What’s in your wallet? (Goes the commercial). Risk or cash? Risk would be fine if there were actually fundamentals at work that Joe Blow could understand. Instead, everything is based on manipulation by psychopaths. Like I said, good time to go fishing.
It was Bill Gross who said go cash. Gartman says to short. Hah .
I believe the question still remains: Is this The Big One or is it only a much needed correction?
On the subject of entertainment, am I the only one wondering why it (the ‘market’) chose this particular time to correct? What I mean is all the reasons cited for the downturn have been at work for months; it just as easily could have happened a year ago. So: Why now?
Even to algos, reality eventually sets in
The “why now” question has a lot to do with Wall St. traditions. The summer is usually quite because this is when the guys spend time with their families after not being home during the school year. It is also the time they spend the bonus money. September is when they get back to business and need to clean up all the crap before the year ends.
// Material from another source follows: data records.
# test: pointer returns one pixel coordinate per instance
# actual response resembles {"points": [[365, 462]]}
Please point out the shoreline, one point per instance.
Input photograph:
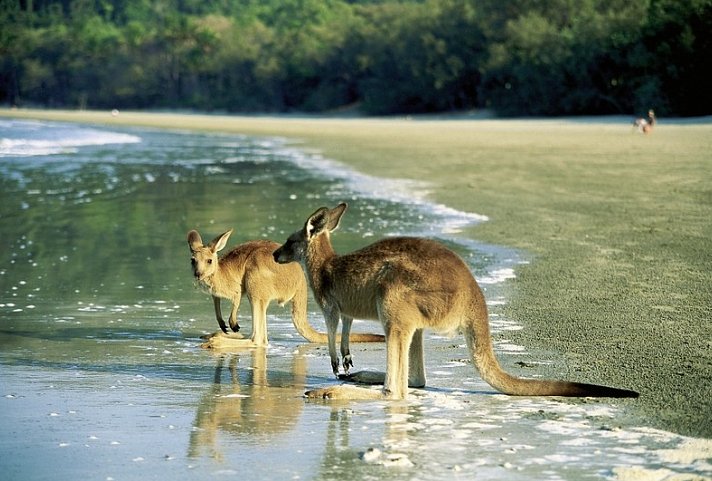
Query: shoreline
{"points": [[619, 282]]}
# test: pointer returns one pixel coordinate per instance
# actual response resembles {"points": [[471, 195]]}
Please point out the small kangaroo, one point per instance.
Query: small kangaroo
{"points": [[250, 268], [408, 284], [645, 125]]}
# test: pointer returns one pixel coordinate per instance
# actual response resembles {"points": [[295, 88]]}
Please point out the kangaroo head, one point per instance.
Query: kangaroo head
{"points": [[204, 259], [321, 222]]}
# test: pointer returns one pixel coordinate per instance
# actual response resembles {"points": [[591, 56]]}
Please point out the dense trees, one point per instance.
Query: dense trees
{"points": [[518, 57]]}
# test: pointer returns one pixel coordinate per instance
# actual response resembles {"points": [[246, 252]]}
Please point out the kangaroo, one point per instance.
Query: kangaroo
{"points": [[644, 125], [408, 284], [250, 268]]}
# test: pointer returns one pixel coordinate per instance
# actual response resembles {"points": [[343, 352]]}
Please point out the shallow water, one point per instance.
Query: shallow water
{"points": [[103, 377]]}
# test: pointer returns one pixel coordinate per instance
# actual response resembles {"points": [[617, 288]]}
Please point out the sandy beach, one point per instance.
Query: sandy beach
{"points": [[615, 225]]}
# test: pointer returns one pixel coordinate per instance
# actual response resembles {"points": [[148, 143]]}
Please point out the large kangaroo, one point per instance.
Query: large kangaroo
{"points": [[250, 268], [408, 284]]}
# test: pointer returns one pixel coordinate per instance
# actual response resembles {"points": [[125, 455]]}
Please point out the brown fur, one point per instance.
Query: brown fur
{"points": [[408, 284], [249, 268], [645, 125]]}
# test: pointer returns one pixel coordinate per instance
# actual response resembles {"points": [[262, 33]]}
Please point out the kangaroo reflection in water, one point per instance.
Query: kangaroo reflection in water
{"points": [[392, 448], [252, 403]]}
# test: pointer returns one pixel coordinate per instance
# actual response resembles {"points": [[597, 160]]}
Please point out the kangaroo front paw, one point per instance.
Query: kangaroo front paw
{"points": [[348, 363], [335, 366]]}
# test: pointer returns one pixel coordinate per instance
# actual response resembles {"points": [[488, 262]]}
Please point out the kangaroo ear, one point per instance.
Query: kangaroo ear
{"points": [[335, 215], [195, 242], [219, 242], [316, 222]]}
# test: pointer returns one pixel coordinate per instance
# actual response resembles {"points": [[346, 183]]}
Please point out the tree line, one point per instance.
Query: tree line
{"points": [[515, 57]]}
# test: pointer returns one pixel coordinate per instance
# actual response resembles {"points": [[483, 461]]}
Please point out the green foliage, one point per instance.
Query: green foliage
{"points": [[533, 57]]}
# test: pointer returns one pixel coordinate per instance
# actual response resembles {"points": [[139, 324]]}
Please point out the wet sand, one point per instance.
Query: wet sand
{"points": [[616, 226]]}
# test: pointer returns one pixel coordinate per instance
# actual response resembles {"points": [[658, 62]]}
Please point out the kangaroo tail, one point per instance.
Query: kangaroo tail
{"points": [[477, 336], [301, 323]]}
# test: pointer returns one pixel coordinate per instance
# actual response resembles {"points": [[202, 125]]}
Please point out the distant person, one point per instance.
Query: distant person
{"points": [[645, 125]]}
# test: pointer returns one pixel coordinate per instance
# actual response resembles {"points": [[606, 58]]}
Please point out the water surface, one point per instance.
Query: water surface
{"points": [[102, 373]]}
September traditionally is the worst month. Followed by October when the guys who weren’t that sure dump the rest of the garbage.
Well emerging markets are in bear market territory thanks to commodities bear market (and inputs to upstream goods with its own declining demand), Chinese comrades over-reacted and their PPT (plunge protection team) is running out of ammo all the while the ordinary citizens are holding bags and ghost cities are still vacant and looks like China is headed to the dreaded hard landing, dear leader Janet in deer facing headlight mode, and the global CB cabals’ Keynesian wetdreams are exposed and not working out.
I can’t remember where I saw it, but if you break down consumer confidence by region, it’s actually doing ok on the coast but poorly in the middle. Go figure.
Also, some great quotes from Bill Gross this morning:
He quoted Will Rogers amid the Great Depression, who said he was more concerned about the return of his money rather than the return on it.
“In the long run though, the return of your money will likely not pay for college, health care or retirement liabilities,” Gross wrote. “Finance-based capitalism with its zero-bound interest rates has now produced global imbalances that impair productive growth and with it the chances for ‘old normal’ prosperity.”
Dannie, the answer to your conundrum is that by and large, people in the Midwest still work for a living. Cheers!
Sabbie, the answer to your conundrum is that by and large people in the Midwest still work for a living. Cheers!